“Are you and I an aberration
flickering upon the screen
sending out our best transmissions
waiting in our velveteen…
Tell me you can really see me…
And I don’t know where we are
but we’re passing through these wires
Walking through the streets
of invisible empires…”
“People are at the center of Christian work… We travel light. The character of our work is shaped not by accomplishments or possessions but in the birth of relationships.” (Peterson, on Ps. 127)
Peterson’s insight holds true for any kind of work, and for any traveler in this world.

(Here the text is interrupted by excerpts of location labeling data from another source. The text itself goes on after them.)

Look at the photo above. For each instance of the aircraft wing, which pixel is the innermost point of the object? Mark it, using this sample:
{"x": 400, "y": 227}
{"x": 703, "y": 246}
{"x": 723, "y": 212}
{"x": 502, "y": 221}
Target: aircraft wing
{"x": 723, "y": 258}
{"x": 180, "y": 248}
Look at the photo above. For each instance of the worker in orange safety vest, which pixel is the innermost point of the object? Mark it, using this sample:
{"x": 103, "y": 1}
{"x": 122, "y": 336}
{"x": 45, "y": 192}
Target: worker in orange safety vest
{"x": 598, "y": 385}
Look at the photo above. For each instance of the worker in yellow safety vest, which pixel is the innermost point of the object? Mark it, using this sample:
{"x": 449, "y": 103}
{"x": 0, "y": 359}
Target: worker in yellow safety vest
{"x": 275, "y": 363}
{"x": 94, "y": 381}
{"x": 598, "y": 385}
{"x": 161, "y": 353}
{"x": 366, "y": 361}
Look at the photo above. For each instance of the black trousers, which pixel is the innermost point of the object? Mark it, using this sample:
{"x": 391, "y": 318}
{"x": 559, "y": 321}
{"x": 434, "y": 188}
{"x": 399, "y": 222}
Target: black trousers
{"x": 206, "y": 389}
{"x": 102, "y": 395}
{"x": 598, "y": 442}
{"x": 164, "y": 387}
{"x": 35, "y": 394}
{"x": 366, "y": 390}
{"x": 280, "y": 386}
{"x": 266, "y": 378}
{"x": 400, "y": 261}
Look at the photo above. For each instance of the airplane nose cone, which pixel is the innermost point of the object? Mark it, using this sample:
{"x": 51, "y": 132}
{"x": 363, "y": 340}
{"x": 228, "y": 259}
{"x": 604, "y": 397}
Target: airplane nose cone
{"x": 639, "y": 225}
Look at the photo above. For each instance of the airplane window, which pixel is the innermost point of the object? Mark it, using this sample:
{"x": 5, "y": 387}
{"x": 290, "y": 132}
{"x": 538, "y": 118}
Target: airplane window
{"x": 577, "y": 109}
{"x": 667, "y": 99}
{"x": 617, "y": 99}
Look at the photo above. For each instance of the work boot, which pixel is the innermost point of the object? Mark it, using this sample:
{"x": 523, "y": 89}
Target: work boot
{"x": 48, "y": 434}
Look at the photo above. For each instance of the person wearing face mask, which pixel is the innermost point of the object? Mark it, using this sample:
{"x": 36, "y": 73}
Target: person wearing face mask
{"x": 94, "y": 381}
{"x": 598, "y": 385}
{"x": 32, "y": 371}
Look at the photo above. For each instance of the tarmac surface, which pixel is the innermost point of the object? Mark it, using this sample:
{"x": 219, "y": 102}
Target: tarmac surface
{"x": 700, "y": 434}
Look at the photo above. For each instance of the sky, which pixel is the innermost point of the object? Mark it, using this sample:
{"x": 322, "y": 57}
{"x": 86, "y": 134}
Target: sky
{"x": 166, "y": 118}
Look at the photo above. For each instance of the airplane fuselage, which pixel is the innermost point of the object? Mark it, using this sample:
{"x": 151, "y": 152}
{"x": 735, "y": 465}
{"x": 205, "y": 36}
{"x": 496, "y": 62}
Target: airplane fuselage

This afternoon I came across a poem by Miller Williams entitled “The Curator,” which is a moving depiction of Peterson’s insight. Although set in an art museum rather than a library, the ethos and sensibility is much the same whether one cares for books or other objects. We curators pour our lives into acquiring the skills to appreciate the items we collect, and we commit our hearts to their preservation. But all that would be nothing without communicating them somehow to others, without establishing a personal connection with other people in which we then share an understanding of the meaning of the collection. I love the books I work with; yet my motivation lies even more in coming to see the personal experiences of the author’s world “behind the book” and connecting that with the ways people now experience the books in their own lives because of what I do. Collected objects are physical and tangible, but the personal relationships across time and space engendered by that common experience are more real still. Williams’ poem about the Curators of an art museum in Leningrad during the German advance in World War 2 makes this clear.
“Maybe this was a way to forget the war
a little while. Maybe more than that.
Whatever it was, the people continued to come.
It came to be called The Unseen Collection…”
David pointed me to a book, The Madonnas of Leningrad by Debra Dean (review), which juxtaposes two phases in the life of one of the museum workers: first, her memories of giving tours of the museum’s collections during the German approach to Leningrad, and second, her much later descent into Alzheimer’s, with its memory loss and consequent sundering of many meaningful relationships and personal connections.
“She is leaving him, not all at once, which would be painful enough, but in a wrenching succession of separations. One moment she is here, and then she is gone again, and each journey takes her a little farther from his reach. He cannot follow her, and he wonders where she goes when she leaves.” (Dean)
We travel light, indeed. The weight of glory lifts us upward.
“The slow erosion of self has its compensations. Having forgotten whatever associations might dull her vision, she can look at a leaf and see it for the first time. Though reason suggests it otherwise, she has never seen this green before. It is wondrous. Each day the world is made fresh again, holy and she takes it in, in all its intensity, like a young child.” (Dean)
If the doctrine of the Trinity means anything, it is this: People and relationships remain at the center of reality, no matter what.